Unamuno es una de mis grandes debilidades. La primera novela que leí fue La Tía Tula, en el verano, si no recuerdo mal, de mis doce años. Poco después leí Niebla. A esa edad poco pude entender sobre los escabrosos nudos ideológicos y conflictos existenciales de estas obras, pero recuerdo muy bien que capté muchas cosas que el gran escritor vasco quería narrar con su escritura. Y surgió una gran admiración porque también estas lecturas tan tempranas me hicieron  percibir muy bien lo que significa la literatura, y cómo con la palabra se puede expresar en profundidad la vida.

Y Alejandro Amenábar es otra de mis debilidades desde su primera película, Tesis, en la que ya quedaba evidente su genialidad. Sobran las palabras a la hora de calificarle, porque es muy obvio que es uno de los más grandes nombres de nuestro cine. Le sigo muy de cerca y me entusiasma tanto lo que cuenta como cómo lo cuenta. Me encantan sus películas y me encantan sus ideas y su manera humanista, sensible y profunda de entender el mundo.

Unamuno narrado en cine por Amenábar es algo que no me podía perder de ninguna manera. La semana pasada, recién estrenada la película Mientras dure la guerra, fui a verla convencida de que iban a ser casi dos horas intensísimas y emocionantes para mí por varios motivos: porque, ya digo, ambos me son imprescindibles; y porque rescatar ese episodio concreto en la Universidad de Salamanca al inicio de la Guerra Civil es maravilloso en este país nuestro en el que el conocimiento objetivo y veraz de nuestro pasado reciente nos ha sido vetado; y porque estoy convencida de que, como decía la psicoanalista e investigadora francesa Françoise Doltó, lo que calla la primera generación la segunda lo lleva en el cuerpo, y en este país se ha callado demasiado;  también porque conocer el pasado nos hace entender el presente, y porque no viene nada mal en un contexto crispado, como el actual, hacernos todos conscientes de que la intolerancia, los fundamentalismos, la violencia y la sinrazón que conllevan son el más grande y terrible peligro, para cualquier sociedad y para el mundo.
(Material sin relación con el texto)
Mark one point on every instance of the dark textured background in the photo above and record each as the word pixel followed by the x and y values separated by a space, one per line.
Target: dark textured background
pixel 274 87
Y así fue. Me emocioné viendo la película, asistiendo a una magnífica recreación de un episodio histórico que todos deberíamos conocer muy bien, y disfrutando muchísimo de ese maravilloso Unamuno que fue testigo directo del terror que trajo a España el golpe de Estado fascista de 1936.  Me hizo sentir mucha ternura el ver e imaginar al escritor anciano en medio de la locura de los golpistas y sobre todo al lado de esa figura siniestra, Millán Astray, ése que odiaba la inteligencia y veneraba la barbarie y la muerte. Ese personaje, a todas luces un psicópata de manual, que afectó de manera tan terrible durante medio siglo a la vida de los españoles.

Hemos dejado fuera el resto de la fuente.